The ramp-up of production at Perseus Mining's Yaoure gold mine in Côte d'Ivoire has been going well, despite Source: Perseus Mining Ltd. |
West Africa-focused Perseus Mining Ltd. is confident that it can achieve and maintain annual gold production rates of 500,000 ounces through most of this decade by focusing on exploration.
The Australian mining company plans to lift annualized production from its three operating mines to 500,000 ounces in fiscal 2022, CEO Jeffrey Quartermaine said Sept. 28 during the NWR Virtual Resource Series. The executive also laid out plans to add 2.4 million ounces to the company's ore reserve inventory by fiscal 2024.
While Perseus Mining has spent about US$400 million over the past four years investing in two mines in its drive to become a 500,000-ounce-per-year gold producer, it has not spent much on exploration in the field, according to the executive.
"What we have done is used that time quite wisely, we think, in terms of targeting opportunities around our existing infrastructure," Quartermaine said.
Perseus Mining has allocated US$110 million to a three-year exploration program from fiscal 2022 to fiscal 2024 to test the "pipeline of opportunities" it has identified to drill, Quartermaine said.
The CEO told investors to expect exploration updates by mid-October on the underground CMA exploration project near the Yaoure gold mine in Côte d'Ivoire and the Agyakusu license near the Edikan gold mine in Ghana. Edikan was the company's first mine.
Perseus Mining has been exploring the Agyakusu license near its Edikan mine in Ghana. Source: Perseus Mining Ltd. |
Six drill rigs are running on the CMA underground site and four rigs are on the Agyakusu license, while work is also underway near the infrastructure at the Sissingue gold mine in Côte d'Ivoire, Quartermaine said.
"If we're successful in that [exploration work], we'll be running around the 500,000-ounce mark out towards the end of the decade without doing anything particularly clever or anything off the license areas, doing any acquisitions or whatever," Quartermaine said of Perseus Mining's production profile.
The company will produce an updated life-of-mine plan in October for its second gold mine, Sissingue, to extend operations to fiscal 2026, the CEO said.
Perseus Mining's 2020 acquisition of Exore Resources Ltd. included about 2,000 square kilometers of gold-prospective land near the Sissingue mine and could enable the development of the Bagoe gold project into a new mine using Sissingue infrastructure.
The ramp-up at Yaoure has been "very strong" despite some mechanical issues in the past three months, including gearbox failures, Quartermaine said.
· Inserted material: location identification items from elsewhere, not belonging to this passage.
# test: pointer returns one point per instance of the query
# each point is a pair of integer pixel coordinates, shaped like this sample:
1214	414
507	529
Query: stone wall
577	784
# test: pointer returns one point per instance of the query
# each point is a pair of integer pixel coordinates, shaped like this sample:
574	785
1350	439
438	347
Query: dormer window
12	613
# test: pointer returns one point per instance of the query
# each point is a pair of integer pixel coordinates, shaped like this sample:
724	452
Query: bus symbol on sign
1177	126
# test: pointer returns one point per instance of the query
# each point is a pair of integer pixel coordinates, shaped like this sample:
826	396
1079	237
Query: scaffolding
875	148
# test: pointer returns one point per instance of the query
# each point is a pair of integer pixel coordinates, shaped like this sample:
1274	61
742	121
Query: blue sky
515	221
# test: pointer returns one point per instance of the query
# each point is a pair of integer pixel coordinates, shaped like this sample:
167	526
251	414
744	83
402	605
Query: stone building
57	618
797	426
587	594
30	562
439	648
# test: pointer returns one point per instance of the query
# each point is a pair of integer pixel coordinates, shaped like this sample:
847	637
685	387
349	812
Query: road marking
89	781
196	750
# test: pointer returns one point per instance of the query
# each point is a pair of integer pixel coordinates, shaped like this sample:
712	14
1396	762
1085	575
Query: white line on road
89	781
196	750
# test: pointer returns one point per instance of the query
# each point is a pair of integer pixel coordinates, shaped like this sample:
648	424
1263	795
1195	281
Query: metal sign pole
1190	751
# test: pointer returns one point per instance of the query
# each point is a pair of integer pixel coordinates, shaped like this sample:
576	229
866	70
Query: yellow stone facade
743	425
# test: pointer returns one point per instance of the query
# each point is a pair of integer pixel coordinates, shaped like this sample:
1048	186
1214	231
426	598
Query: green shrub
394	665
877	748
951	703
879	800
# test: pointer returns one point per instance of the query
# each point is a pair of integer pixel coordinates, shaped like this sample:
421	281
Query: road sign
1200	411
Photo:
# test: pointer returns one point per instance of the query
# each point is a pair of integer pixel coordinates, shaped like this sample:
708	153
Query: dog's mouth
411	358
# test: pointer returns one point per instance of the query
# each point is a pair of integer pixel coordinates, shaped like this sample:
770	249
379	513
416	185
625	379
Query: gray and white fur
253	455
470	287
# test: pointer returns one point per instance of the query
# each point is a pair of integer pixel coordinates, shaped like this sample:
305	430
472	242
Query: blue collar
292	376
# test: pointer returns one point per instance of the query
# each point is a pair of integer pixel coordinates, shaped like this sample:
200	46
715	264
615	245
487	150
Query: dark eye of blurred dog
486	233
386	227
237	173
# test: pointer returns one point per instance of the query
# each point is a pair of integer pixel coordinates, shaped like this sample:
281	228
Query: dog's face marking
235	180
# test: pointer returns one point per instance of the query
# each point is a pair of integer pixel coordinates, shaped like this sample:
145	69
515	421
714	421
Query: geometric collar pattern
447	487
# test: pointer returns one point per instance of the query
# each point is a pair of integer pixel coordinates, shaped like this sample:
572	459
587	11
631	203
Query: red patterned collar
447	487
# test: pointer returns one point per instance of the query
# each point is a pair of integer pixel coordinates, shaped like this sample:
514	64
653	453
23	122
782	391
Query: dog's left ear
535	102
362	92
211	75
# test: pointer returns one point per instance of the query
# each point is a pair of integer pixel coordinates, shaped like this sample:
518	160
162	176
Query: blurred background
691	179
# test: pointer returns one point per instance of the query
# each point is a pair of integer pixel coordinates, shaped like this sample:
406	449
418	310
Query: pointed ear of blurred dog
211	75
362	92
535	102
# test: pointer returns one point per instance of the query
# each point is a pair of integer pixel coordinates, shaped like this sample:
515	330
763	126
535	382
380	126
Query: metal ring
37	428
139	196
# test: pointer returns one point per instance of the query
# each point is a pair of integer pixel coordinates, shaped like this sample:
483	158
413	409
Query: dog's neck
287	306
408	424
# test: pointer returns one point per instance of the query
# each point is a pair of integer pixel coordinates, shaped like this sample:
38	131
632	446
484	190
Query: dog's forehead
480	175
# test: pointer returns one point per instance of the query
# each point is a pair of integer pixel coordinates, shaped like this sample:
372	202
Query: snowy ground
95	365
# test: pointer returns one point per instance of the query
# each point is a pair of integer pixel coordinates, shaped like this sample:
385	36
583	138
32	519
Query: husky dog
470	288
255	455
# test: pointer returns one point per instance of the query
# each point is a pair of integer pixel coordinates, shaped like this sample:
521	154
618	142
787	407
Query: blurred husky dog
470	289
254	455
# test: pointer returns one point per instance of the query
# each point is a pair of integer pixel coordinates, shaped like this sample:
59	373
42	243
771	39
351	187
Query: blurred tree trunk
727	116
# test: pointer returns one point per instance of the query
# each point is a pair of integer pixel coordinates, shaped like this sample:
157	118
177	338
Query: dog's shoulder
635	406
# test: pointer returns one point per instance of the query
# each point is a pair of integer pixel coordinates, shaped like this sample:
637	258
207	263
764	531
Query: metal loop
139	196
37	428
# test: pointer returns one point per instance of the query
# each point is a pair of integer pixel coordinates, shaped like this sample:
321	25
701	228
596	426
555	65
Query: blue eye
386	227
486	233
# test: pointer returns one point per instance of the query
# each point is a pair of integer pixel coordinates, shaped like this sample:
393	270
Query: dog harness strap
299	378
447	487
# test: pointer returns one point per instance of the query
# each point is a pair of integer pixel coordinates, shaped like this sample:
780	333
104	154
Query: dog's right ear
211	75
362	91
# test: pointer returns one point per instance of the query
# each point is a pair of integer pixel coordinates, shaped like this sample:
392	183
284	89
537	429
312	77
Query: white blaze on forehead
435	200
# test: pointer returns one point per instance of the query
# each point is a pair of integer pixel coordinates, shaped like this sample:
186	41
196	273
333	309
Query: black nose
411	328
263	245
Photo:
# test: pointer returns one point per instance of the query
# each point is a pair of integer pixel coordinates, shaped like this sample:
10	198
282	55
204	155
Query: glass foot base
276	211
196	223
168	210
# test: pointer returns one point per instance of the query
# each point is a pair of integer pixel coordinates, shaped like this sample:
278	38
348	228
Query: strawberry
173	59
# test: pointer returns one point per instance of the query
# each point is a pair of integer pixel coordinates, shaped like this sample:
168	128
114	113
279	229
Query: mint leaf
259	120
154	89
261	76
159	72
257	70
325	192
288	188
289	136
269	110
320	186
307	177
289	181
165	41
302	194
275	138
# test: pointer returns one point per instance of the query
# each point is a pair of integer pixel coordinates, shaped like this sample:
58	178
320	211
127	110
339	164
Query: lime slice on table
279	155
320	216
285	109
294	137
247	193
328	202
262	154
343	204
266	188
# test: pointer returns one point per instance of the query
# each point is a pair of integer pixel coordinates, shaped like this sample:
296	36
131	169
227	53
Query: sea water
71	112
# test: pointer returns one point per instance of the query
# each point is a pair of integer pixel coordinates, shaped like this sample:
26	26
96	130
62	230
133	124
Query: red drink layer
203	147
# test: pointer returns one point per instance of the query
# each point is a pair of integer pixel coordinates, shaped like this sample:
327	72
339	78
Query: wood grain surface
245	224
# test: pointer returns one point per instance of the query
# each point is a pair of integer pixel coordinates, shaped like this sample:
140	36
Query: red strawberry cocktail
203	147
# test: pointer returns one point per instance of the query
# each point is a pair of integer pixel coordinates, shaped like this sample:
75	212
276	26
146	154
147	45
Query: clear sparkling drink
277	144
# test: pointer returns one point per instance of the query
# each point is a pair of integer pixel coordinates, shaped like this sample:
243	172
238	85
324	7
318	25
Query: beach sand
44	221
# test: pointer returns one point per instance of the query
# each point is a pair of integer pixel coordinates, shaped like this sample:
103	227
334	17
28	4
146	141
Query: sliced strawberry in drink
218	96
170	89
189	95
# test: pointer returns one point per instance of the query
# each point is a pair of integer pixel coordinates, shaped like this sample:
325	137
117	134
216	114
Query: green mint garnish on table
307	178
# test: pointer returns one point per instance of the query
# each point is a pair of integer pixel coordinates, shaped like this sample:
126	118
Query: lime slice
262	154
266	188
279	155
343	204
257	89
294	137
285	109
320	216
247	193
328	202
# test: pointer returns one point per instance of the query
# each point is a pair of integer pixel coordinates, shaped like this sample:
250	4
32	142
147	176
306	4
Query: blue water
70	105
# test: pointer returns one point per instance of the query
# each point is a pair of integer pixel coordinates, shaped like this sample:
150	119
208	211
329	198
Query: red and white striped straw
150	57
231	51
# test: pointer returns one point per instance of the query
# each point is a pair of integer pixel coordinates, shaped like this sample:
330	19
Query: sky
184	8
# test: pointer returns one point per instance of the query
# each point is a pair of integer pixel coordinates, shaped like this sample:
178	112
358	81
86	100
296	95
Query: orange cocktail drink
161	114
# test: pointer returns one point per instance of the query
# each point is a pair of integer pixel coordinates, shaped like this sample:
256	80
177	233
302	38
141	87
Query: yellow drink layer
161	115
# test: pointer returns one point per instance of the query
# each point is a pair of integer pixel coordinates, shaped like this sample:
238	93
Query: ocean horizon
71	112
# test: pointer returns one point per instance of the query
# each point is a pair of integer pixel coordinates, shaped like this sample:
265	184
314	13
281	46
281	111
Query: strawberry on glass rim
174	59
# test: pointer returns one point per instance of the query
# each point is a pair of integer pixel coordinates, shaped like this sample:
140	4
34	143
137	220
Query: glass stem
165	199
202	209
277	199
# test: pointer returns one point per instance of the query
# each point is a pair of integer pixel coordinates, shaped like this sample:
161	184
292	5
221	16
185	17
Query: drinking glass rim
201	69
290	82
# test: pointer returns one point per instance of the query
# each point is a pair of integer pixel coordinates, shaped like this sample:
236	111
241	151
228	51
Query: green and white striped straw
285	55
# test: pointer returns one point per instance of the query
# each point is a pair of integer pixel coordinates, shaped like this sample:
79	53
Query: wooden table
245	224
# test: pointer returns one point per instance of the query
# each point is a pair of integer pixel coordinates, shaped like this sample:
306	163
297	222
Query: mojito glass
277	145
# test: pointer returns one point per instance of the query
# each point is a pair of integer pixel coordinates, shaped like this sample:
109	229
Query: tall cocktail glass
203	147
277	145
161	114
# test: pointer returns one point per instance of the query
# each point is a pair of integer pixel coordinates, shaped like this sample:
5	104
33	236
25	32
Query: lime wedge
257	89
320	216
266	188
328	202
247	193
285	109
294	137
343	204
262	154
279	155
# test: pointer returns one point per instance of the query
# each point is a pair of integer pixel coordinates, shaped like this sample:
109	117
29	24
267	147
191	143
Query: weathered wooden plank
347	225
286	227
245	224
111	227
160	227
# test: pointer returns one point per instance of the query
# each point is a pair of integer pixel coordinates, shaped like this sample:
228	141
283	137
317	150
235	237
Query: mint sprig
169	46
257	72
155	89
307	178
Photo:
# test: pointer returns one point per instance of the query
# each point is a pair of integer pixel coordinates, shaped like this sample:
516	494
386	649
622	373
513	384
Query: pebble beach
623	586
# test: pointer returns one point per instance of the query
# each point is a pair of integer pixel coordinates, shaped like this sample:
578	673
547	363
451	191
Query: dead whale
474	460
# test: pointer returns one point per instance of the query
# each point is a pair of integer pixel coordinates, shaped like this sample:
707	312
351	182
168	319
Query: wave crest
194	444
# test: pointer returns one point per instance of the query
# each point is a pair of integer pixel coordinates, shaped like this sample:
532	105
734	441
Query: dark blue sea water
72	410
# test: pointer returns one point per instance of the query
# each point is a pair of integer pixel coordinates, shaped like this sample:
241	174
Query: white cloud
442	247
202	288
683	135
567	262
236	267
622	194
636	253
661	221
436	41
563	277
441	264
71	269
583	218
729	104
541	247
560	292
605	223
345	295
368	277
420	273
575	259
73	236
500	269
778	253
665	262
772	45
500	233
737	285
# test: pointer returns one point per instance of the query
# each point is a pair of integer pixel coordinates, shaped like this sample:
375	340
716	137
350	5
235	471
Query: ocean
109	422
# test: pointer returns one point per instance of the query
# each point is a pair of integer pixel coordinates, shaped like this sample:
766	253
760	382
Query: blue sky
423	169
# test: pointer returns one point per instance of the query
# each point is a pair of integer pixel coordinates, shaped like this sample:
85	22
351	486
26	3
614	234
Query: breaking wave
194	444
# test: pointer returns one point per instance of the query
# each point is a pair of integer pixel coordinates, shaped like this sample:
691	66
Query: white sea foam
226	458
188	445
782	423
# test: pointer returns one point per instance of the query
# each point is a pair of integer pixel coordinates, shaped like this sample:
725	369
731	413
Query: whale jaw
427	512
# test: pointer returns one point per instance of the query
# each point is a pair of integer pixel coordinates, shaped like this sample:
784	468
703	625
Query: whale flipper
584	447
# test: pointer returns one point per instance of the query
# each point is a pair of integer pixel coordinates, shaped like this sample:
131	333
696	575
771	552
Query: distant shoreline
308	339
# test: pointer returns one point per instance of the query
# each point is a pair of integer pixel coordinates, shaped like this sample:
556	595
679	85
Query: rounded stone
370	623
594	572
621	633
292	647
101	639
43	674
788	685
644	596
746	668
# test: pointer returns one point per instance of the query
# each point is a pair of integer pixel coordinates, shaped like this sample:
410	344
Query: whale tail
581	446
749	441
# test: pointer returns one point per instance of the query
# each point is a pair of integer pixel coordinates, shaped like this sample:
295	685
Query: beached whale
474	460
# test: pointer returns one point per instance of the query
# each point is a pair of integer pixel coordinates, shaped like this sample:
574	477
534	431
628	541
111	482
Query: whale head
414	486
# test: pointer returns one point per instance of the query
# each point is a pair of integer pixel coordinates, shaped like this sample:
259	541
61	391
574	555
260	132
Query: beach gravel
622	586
Yaoure is the company's newest and third mine, and it came onstream about five weeks ahead of schedule in December 2020.
Perseus Mining booked a net profit of A$139.4 million for fiscal 2021, which ended June 30, increasing 48% year over year, after achieving record quarterly gold production of 102,788 ounces in the June quarter. The company declared a maiden distribution in August of about A$18 million, or 1.5 Australian cents per ordinary share.
"Looking to the future, we believe that the best opportunity for us is to grow our business through organic growth, or exploration," Quartermaine said.
When asked whether Perseus Mining would look outside existing jurisdictions for further growth, the executive did not rule it out but reiterated a preference for organic growth.
"For us to go to a new jurisdiction, whether it's in northern or eastern Africa, we would be starting at the bottom of the pile and learning our way through there," the CEO said.
Any new opportunities outside existing projects would be pursued "provided the opportunity was good enough to be able to generate the sorts of returns that we were seeking and also to allow us to learn on the job," Quartermaine added.
Perseus Mining scouts new opportunities on a regular basis, Quartermaine said, noting that "executing M&A is a lot more challenging than talking about it."